Extended Data Fig. 3: Sequence alignment of the SBC regions in NPR proteins from several plant species, and details of the SA-binding pocket and activity.
From: Structural basis of salicylic acid perception by Arabidopsis NPR proteins
Related to Fig. 2. a, Structure-based sequence alignment of the SBC regions of NPR4 and NPR1 orthologues. The secondary-structure diagram of NPR4 SBC is shown above the sequences. Regions with no regular secondary structure are shown by lines, and α-helices are represented by cylinders. The dashed lines indicate two disordered loops that are not resolved in the structure. Strictly conserved residues are coloured in blue.

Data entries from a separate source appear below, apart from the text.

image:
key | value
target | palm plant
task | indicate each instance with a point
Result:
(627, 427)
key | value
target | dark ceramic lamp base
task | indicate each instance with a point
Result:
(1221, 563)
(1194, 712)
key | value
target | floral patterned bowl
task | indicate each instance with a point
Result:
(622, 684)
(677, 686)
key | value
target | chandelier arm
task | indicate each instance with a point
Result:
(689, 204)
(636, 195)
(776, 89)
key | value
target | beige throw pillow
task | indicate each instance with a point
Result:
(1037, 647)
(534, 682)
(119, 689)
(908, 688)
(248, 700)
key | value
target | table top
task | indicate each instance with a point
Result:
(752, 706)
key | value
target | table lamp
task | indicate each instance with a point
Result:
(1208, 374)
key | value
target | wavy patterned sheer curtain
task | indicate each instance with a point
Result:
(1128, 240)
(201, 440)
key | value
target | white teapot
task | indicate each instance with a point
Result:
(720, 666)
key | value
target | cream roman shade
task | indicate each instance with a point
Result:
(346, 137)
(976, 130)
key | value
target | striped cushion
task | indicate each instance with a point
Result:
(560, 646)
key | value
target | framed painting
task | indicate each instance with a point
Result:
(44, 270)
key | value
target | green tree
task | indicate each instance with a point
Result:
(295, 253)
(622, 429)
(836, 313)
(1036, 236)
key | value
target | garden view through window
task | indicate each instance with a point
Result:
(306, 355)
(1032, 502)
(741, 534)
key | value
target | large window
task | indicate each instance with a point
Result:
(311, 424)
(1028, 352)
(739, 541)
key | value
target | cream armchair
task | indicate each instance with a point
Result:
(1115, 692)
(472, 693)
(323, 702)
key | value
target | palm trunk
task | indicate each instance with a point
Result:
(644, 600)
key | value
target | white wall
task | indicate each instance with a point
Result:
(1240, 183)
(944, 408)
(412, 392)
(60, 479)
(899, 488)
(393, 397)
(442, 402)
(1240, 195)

The rest of the residues are coloured with black (87.5%), brown (75%) or red (<75%) based on their degrees of conservation. The residues directly involved in SA binding are highlighted with asterisks. The putative EAR motif is labelled and indicated by a black bar. Six surface residues selected for mutagenesis analysis are labelled. At (Arabidopsis thaliana): NPR1 AT1G64280, NPR3 AT5G45110 and NPR4 AT4G19660) Os (Oryza sativa): NH1 Os01g09800, NH2 Os01g56200 and NH3 Os03g46440; Nb (Nicotiana benthamiana): NPR1 LOC107831756; Bn (Brassica napa) NPR1 LOC106389246. b, A close-up stereo view of the NPR4 SBC SA-binding pocket with the omit map electron density, shown together with the residues in the stick model. SA is coloured in yellow and red and situated in the centre. Three selected SA-contacting residues in close proximity to the SA carboxyl group are indicated. c, Ligplot of the hydrophobic and polar interactions between SA and NPR4-SBC residues. d, A semi-transparent view of the SA-binding pocket with the SA analogue benzothiadiazole (BTH) (magenta, blue and red sticks) modelled onto SA (yellow and red sticks) situated in the centre and indicated by arrows. The view is related to the NPR4 SBC internal cavity shown in Fig. 2c by 180° vertical rotation. Ala434 is shown as a yellow stick, and indicated as A434. The internal cavity and surrounding surfaces of NPR4 SBC are shown in green surface representation. e, SA binding by wild-type NPR3 (WT) and NPR3(R428A) as determined with radiolabelled ligand binding assay with 100 nM 3H-SA. n = 6 independent samples. Error bars indicate s.d. (centre value).